When you run bash -c 'FOO=bar', a new bash instance is spawned which executes the FOO=bar command and then immediately terminates. The FOO variable exists for a tiny fraction of a second and is then gone, like it never existed.
The example documentation you're referring to does something else, which is very similar to this:
bash -c 'export FOO=bar; run_some_entry_point'
The details are a little different; a script is executed using source to define the variables and && is used to join the commands to avoid running the entry point if the source command fails:
bash -c 'source file_containing_variable_exports && run_some_entry_point'
The most important point is that this is a single command executed by a single shell instance. The shell instance defines the variables which are marked for export, and then in that environment where those exported variables exist, it launches the container (or whatever) entry point.

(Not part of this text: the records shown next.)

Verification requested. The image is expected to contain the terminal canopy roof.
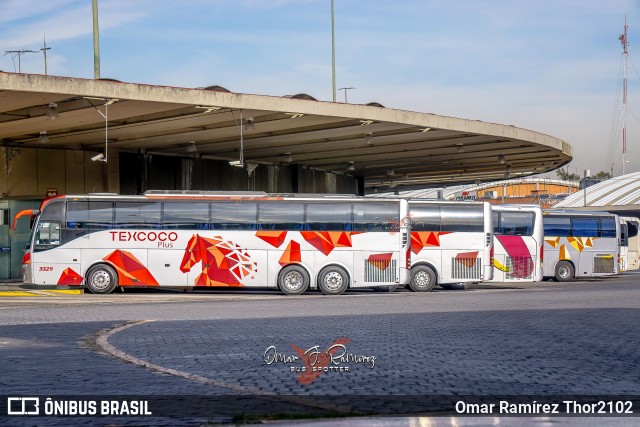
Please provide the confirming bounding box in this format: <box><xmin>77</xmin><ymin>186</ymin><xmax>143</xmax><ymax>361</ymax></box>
<box><xmin>0</xmin><ymin>72</ymin><xmax>572</xmax><ymax>192</ymax></box>
<box><xmin>555</xmin><ymin>171</ymin><xmax>640</xmax><ymax>218</ymax></box>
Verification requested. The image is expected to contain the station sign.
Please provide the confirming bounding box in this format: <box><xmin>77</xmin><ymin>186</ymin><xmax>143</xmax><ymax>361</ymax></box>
<box><xmin>454</xmin><ymin>190</ymin><xmax>477</xmax><ymax>200</ymax></box>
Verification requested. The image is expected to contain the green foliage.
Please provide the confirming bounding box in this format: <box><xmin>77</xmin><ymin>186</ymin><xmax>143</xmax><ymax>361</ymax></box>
<box><xmin>555</xmin><ymin>168</ymin><xmax>580</xmax><ymax>181</ymax></box>
<box><xmin>555</xmin><ymin>169</ymin><xmax>612</xmax><ymax>181</ymax></box>
<box><xmin>593</xmin><ymin>171</ymin><xmax>612</xmax><ymax>180</ymax></box>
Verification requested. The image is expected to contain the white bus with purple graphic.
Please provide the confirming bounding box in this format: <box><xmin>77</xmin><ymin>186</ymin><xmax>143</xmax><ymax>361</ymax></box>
<box><xmin>488</xmin><ymin>205</ymin><xmax>543</xmax><ymax>283</ymax></box>
<box><xmin>407</xmin><ymin>200</ymin><xmax>493</xmax><ymax>291</ymax></box>
<box><xmin>14</xmin><ymin>192</ymin><xmax>410</xmax><ymax>295</ymax></box>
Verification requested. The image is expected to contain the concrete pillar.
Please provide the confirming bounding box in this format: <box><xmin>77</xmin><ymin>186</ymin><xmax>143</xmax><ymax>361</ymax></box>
<box><xmin>106</xmin><ymin>147</ymin><xmax>119</xmax><ymax>194</ymax></box>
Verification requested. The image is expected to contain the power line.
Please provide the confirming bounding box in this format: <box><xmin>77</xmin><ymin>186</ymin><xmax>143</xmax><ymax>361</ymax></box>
<box><xmin>3</xmin><ymin>49</ymin><xmax>38</xmax><ymax>73</ymax></box>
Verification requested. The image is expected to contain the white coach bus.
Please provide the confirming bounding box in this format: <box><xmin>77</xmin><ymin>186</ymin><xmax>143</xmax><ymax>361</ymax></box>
<box><xmin>543</xmin><ymin>210</ymin><xmax>620</xmax><ymax>281</ymax></box>
<box><xmin>13</xmin><ymin>191</ymin><xmax>410</xmax><ymax>295</ymax></box>
<box><xmin>407</xmin><ymin>200</ymin><xmax>493</xmax><ymax>291</ymax></box>
<box><xmin>621</xmin><ymin>216</ymin><xmax>640</xmax><ymax>270</ymax></box>
<box><xmin>488</xmin><ymin>205</ymin><xmax>543</xmax><ymax>283</ymax></box>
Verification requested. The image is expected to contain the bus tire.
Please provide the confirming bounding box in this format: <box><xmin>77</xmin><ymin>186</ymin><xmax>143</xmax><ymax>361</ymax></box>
<box><xmin>278</xmin><ymin>265</ymin><xmax>309</xmax><ymax>295</ymax></box>
<box><xmin>409</xmin><ymin>265</ymin><xmax>436</xmax><ymax>292</ymax></box>
<box><xmin>85</xmin><ymin>264</ymin><xmax>118</xmax><ymax>294</ymax></box>
<box><xmin>555</xmin><ymin>261</ymin><xmax>574</xmax><ymax>282</ymax></box>
<box><xmin>317</xmin><ymin>265</ymin><xmax>349</xmax><ymax>295</ymax></box>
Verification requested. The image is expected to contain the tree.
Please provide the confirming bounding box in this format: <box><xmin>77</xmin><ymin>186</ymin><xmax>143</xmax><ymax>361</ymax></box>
<box><xmin>593</xmin><ymin>171</ymin><xmax>612</xmax><ymax>180</ymax></box>
<box><xmin>555</xmin><ymin>168</ymin><xmax>580</xmax><ymax>181</ymax></box>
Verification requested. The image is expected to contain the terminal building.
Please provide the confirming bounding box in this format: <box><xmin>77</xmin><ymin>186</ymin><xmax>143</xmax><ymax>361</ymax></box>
<box><xmin>389</xmin><ymin>178</ymin><xmax>579</xmax><ymax>207</ymax></box>
<box><xmin>0</xmin><ymin>71</ymin><xmax>573</xmax><ymax>279</ymax></box>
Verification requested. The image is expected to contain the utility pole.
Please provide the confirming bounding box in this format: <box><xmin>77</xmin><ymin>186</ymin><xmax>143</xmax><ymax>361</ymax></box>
<box><xmin>40</xmin><ymin>35</ymin><xmax>51</xmax><ymax>75</ymax></box>
<box><xmin>620</xmin><ymin>16</ymin><xmax>628</xmax><ymax>175</ymax></box>
<box><xmin>338</xmin><ymin>87</ymin><xmax>355</xmax><ymax>103</ymax></box>
<box><xmin>331</xmin><ymin>0</ymin><xmax>336</xmax><ymax>102</ymax></box>
<box><xmin>3</xmin><ymin>50</ymin><xmax>37</xmax><ymax>73</ymax></box>
<box><xmin>92</xmin><ymin>0</ymin><xmax>101</xmax><ymax>79</ymax></box>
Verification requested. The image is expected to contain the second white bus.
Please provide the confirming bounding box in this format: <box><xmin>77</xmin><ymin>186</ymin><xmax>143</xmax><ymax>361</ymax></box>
<box><xmin>407</xmin><ymin>200</ymin><xmax>493</xmax><ymax>291</ymax></box>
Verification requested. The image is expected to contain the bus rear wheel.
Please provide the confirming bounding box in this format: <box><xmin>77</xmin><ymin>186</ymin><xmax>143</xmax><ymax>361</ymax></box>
<box><xmin>317</xmin><ymin>266</ymin><xmax>349</xmax><ymax>295</ymax></box>
<box><xmin>86</xmin><ymin>264</ymin><xmax>118</xmax><ymax>294</ymax></box>
<box><xmin>555</xmin><ymin>261</ymin><xmax>575</xmax><ymax>282</ymax></box>
<box><xmin>409</xmin><ymin>265</ymin><xmax>436</xmax><ymax>292</ymax></box>
<box><xmin>278</xmin><ymin>265</ymin><xmax>309</xmax><ymax>295</ymax></box>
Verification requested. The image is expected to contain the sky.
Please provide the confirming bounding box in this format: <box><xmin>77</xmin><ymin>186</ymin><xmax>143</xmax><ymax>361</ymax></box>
<box><xmin>1</xmin><ymin>0</ymin><xmax>640</xmax><ymax>179</ymax></box>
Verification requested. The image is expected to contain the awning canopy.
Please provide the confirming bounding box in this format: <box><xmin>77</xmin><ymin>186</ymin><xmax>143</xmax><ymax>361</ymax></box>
<box><xmin>0</xmin><ymin>72</ymin><xmax>572</xmax><ymax>192</ymax></box>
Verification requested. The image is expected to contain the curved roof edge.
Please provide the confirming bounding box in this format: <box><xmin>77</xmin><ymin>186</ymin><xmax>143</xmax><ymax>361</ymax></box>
<box><xmin>0</xmin><ymin>72</ymin><xmax>572</xmax><ymax>158</ymax></box>
<box><xmin>555</xmin><ymin>172</ymin><xmax>640</xmax><ymax>208</ymax></box>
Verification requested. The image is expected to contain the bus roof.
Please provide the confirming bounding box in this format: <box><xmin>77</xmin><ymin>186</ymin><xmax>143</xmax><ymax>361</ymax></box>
<box><xmin>54</xmin><ymin>192</ymin><xmax>404</xmax><ymax>204</ymax></box>
<box><xmin>543</xmin><ymin>209</ymin><xmax>618</xmax><ymax>217</ymax></box>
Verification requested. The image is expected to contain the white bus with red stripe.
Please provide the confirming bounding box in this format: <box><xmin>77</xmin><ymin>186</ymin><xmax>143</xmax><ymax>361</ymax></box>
<box><xmin>488</xmin><ymin>204</ymin><xmax>544</xmax><ymax>283</ymax></box>
<box><xmin>14</xmin><ymin>191</ymin><xmax>410</xmax><ymax>295</ymax></box>
<box><xmin>407</xmin><ymin>200</ymin><xmax>493</xmax><ymax>291</ymax></box>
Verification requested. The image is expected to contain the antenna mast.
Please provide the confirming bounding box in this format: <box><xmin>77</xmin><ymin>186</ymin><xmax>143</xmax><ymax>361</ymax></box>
<box><xmin>41</xmin><ymin>34</ymin><xmax>51</xmax><ymax>75</ymax></box>
<box><xmin>620</xmin><ymin>16</ymin><xmax>629</xmax><ymax>175</ymax></box>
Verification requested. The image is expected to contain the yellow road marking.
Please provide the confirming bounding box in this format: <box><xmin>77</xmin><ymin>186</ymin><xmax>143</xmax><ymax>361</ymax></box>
<box><xmin>43</xmin><ymin>289</ymin><xmax>83</xmax><ymax>295</ymax></box>
<box><xmin>0</xmin><ymin>291</ymin><xmax>40</xmax><ymax>297</ymax></box>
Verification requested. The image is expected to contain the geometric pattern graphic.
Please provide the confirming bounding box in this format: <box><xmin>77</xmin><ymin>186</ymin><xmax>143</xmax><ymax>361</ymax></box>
<box><xmin>559</xmin><ymin>244</ymin><xmax>571</xmax><ymax>261</ymax></box>
<box><xmin>544</xmin><ymin>237</ymin><xmax>560</xmax><ymax>248</ymax></box>
<box><xmin>493</xmin><ymin>258</ymin><xmax>510</xmax><ymax>273</ymax></box>
<box><xmin>256</xmin><ymin>230</ymin><xmax>288</xmax><ymax>248</ymax></box>
<box><xmin>455</xmin><ymin>251</ymin><xmax>479</xmax><ymax>268</ymax></box>
<box><xmin>180</xmin><ymin>234</ymin><xmax>258</xmax><ymax>287</ymax></box>
<box><xmin>567</xmin><ymin>236</ymin><xmax>595</xmax><ymax>252</ymax></box>
<box><xmin>410</xmin><ymin>231</ymin><xmax>451</xmax><ymax>254</ymax></box>
<box><xmin>278</xmin><ymin>240</ymin><xmax>302</xmax><ymax>267</ymax></box>
<box><xmin>103</xmin><ymin>249</ymin><xmax>160</xmax><ymax>286</ymax></box>
<box><xmin>57</xmin><ymin>267</ymin><xmax>84</xmax><ymax>285</ymax></box>
<box><xmin>300</xmin><ymin>231</ymin><xmax>361</xmax><ymax>256</ymax></box>
<box><xmin>367</xmin><ymin>253</ymin><xmax>393</xmax><ymax>271</ymax></box>
<box><xmin>496</xmin><ymin>235</ymin><xmax>533</xmax><ymax>279</ymax></box>
<box><xmin>545</xmin><ymin>236</ymin><xmax>596</xmax><ymax>261</ymax></box>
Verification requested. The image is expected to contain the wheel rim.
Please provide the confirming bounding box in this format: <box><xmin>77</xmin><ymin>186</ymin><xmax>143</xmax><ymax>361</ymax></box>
<box><xmin>90</xmin><ymin>270</ymin><xmax>111</xmax><ymax>291</ymax></box>
<box><xmin>283</xmin><ymin>271</ymin><xmax>304</xmax><ymax>292</ymax></box>
<box><xmin>414</xmin><ymin>271</ymin><xmax>430</xmax><ymax>288</ymax></box>
<box><xmin>323</xmin><ymin>271</ymin><xmax>343</xmax><ymax>291</ymax></box>
<box><xmin>558</xmin><ymin>265</ymin><xmax>570</xmax><ymax>279</ymax></box>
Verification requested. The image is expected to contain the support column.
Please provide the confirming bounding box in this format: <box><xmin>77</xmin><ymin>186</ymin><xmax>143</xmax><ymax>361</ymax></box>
<box><xmin>106</xmin><ymin>147</ymin><xmax>119</xmax><ymax>194</ymax></box>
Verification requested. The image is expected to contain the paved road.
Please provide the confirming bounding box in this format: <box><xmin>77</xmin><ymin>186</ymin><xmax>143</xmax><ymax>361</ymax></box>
<box><xmin>1</xmin><ymin>274</ymin><xmax>639</xmax><ymax>424</ymax></box>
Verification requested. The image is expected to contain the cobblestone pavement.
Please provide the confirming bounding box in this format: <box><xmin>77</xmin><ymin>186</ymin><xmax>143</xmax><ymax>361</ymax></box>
<box><xmin>0</xmin><ymin>274</ymin><xmax>639</xmax><ymax>425</ymax></box>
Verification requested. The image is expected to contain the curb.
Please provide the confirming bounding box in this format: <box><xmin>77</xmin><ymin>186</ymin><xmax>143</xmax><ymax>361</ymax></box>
<box><xmin>0</xmin><ymin>288</ymin><xmax>83</xmax><ymax>297</ymax></box>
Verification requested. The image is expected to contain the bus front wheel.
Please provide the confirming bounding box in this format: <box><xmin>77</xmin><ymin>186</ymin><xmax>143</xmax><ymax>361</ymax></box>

This version of the above command will not work:
bash -c 'export FOO=bar'FOO=bar'; run_some_entry_point
Here, the bash instance which defined the environment variable terminates, taking the variable away with it; the original shell runs the entry point, without that variable.
By the way, to run a command with some environment variables, you don't need to use a separate export command. The shell has a syntax for that:
bash -c 'FOO=bar some_program arg ...'
Multiple variables can be given. These variables are not set into the shell's own environment; they are just added to the executed program.